Today I am going to sulk at home. I’m going to sulk and eat and entire loaf of bread. I’m going to sulk, eat a loaf of bread covered in sauce, and watch trashy TV shows that I’m embarrassed to watch when my husband is home.

This has been a day.

Let’s make some sauce.


  • 2 tbsp of olive oil
  • 2 minced garlic cloves
  • ~1.5 cups of chopped yellow pear tomatoes
  • 2 tbsp balsamic vinegar
  • Pinch salt
  • 2 tbsp chopped basil

Fry the garlic in the olive oil over medium-high heat until brown. While the garlic is cooking toss the chopped tomatoes (seeds & skins intact*) in the balsamic vinegar and salt. Stir the tomatoes mixture into the olive oil and garlic.
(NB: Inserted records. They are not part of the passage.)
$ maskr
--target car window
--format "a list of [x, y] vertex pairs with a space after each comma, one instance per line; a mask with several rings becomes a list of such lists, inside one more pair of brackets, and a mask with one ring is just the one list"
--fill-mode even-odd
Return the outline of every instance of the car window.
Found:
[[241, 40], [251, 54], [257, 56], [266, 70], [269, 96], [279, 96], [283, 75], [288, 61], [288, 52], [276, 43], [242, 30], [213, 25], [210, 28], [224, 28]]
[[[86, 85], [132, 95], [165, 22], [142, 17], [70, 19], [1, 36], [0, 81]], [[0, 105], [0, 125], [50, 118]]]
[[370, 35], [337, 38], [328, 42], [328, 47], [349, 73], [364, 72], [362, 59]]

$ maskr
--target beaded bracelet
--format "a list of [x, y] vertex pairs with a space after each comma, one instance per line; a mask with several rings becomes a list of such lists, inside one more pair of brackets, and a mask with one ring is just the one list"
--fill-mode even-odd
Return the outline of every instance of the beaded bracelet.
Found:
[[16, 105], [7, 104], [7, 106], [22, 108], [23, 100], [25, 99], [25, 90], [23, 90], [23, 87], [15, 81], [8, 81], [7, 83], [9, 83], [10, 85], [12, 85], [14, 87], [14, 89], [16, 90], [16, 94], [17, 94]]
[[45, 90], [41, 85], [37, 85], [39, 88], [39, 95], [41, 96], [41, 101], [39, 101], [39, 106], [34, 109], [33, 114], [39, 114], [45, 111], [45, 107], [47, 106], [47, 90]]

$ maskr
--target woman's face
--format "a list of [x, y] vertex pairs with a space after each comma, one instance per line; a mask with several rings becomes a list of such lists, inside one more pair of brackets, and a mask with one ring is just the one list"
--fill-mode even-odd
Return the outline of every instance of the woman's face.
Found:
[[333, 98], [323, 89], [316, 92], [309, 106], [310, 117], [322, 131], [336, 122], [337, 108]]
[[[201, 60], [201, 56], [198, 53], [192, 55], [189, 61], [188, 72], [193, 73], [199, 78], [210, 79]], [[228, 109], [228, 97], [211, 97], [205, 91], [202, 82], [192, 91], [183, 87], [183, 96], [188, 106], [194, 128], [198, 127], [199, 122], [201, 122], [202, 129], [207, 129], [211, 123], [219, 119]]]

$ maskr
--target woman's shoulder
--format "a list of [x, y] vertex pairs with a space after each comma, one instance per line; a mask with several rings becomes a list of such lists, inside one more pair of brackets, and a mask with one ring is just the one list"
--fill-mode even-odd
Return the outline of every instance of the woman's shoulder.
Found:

Reduce heat to medium and cook for 15 minutes with the lid off, stirring occasionally. Add the basil and cook for another 10 minutes, or until the sauce thickens.

*I’ve noticed that the seeds and skins of yellow pear tomatoes are the most flavorful part. They’re tiny tomatoes, anyway so it’s a ridiculous amount of work and you’ll be discarding 75% of each fruit.